Restored wood cook stoves have become increasingly popular with homeowners who love the vintage look. Homesteaders, people living off the grid, and those who depend on wood to heat their homes snap up these antique wood stoves at auctions, antique stores, and through online classifieds.
With winter around the corner, maybe you’re looking at buying a wood burning cook stove for your homestead. Or maybe you’re interested in buying an off grid home that comes with a restored wood burning cook stove.
Yet as I learned a few when we bought a cabin that came restored 1911 Renfrew Acorn wood cook stove, there are a few important points to know about them.
Here are some things you should know about restored wood cook stoves before buying and installing one in your home or cabin.
#1. Installing a Wood Cook Stove May Impact Your Homeowner Insurance
Do you have homeowner insurance? It’s true that some off grid homeowners and homesteaders forego it because they don’t want it or can’t qualify for it. But maybe you do want it, or your lender requires homeowner insurance as part of your financing qualifications. In that case, pay special attention to installing a restored wood cook stove.
Last fall I wrote an article on wood stove safety and maintenance for The Hartford insurance company.

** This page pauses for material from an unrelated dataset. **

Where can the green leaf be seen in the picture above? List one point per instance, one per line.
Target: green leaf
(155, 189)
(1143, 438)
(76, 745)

I learned some interesting facts about insurance and wood burning appliances. Although most home insurance companies in United States and Canada will insure a home with wood burning appliances or fireplaces, you will likely get a whole lot of questions about it. Disclosure: This post may contain some affiliate links.
According to the Insurance Information Institute, restored wood cook stoves must be installed to meet current local safety codes for a home to be insurable. In addition, your insurance provider may stipulate that a restored wood burning cook stove must meet current National Fire Protection Association (NFPA) standards. These standards requirements currently include
- specific stove pipe sheet metal material and diameter measurements
- 36 inch clearance between wood cook stoves and combustible walls
- Two to 6 inches of ventilated space beneath the fire chamber or base
Check out the requirements in your area before investing in an antique wood cook stove that catches your eye.
#2. Few Knowledgeable Experts
One problem we didn’t even think about when I fell in love with our Renfrew Acorn wood cook stove is that there aren’t too many people left who know how to fix them.
When we were trying to figure out whether it was safe to use the wood stove (it was in a log cabin that hadn’t been lived in over 10 years), I tried to find someone who could come out and look at it for us. I asked the locals, and even some friends across the border in Minnesota, with no luck. Apparently, there was an old-timer who had kept it in good repair until he passed away about twenty years ago.
If you live near a major center in a farming area or near an Amish, Mennonite or Hutterite community, you may have better luck. Some farms that have been handed down through generations still depend on wood cook stoves. And some of the Old Order religious groups do too. So ask around.
If not, do what I did and look online. Or check out our printable list of 10 Useful Resources Restored Wood Cook Stoves Links, which is included in our Free Resource Library.
#3. Few Replacement Parts for Old Wood Cook Stoves
Many of the restored wood cook stoves we see today have been restored, refurbished, or repurposed. They’re being used as a decorative piece in homes or restaurants. And the market for replacement parts for these antique cook stoves is pretty small because many aren’t functional. Yet wear from their previous use as well as time means they need replacement parts to operate as efficiently and safely as possible.
Depending on the make, model, and dimensions of your antique wood cook stove, you may be able to use a modern part. For example, Dan replaced a rusted out piece of stovepipe with a brand new section he bought new at Menards (Best.Store.Ever).
If you need an original piece, however, it’s a lot tougher. Prepare to search online for this too. And don’t be surprised if you can’t find anything local.
Also, try eBay. Look for another old wood cook stove that is identical to yours but NOT refurbished. If you can get it for a deal, buy it for parts. But only if you can drive to pick it up. Cast iron stoves are really, really heavy. The shipping costs could be a deal-breaker.
#4. Few Wood Burning Cook Stove Owners Manuals
In the past 100+ years, most households in North America have stopped using wood cook stoves. And so there just aren’t that many old owners manuals around. And despite my best efforts, I never did find an owner’s manual for our Renfrew Acorn beauty.
Although it was easy enough to find the Acorn Stove Company and PDFs of manuals for their antique wood stoves circa 1900, that only helped a little. As it turns out, our stove didn’t come from that Michigan-based company, but from the tiny town of Renfrew, Ontario. And the stove company went out of business many years ago.
What I ended up doing was referring to a PDF of a scanned old print manual for a similar stove from the Michigan-based Acorn company. (Check out Living History Farm and their post on their own antique Acorn woodburning cooking stove.)
A restored wood cook stove can be a functional addition to your off grid home or cabin. It provides heat and gives you something to cook. However before you invest in one, do some research to make sure it’s the right choice for your home and needs.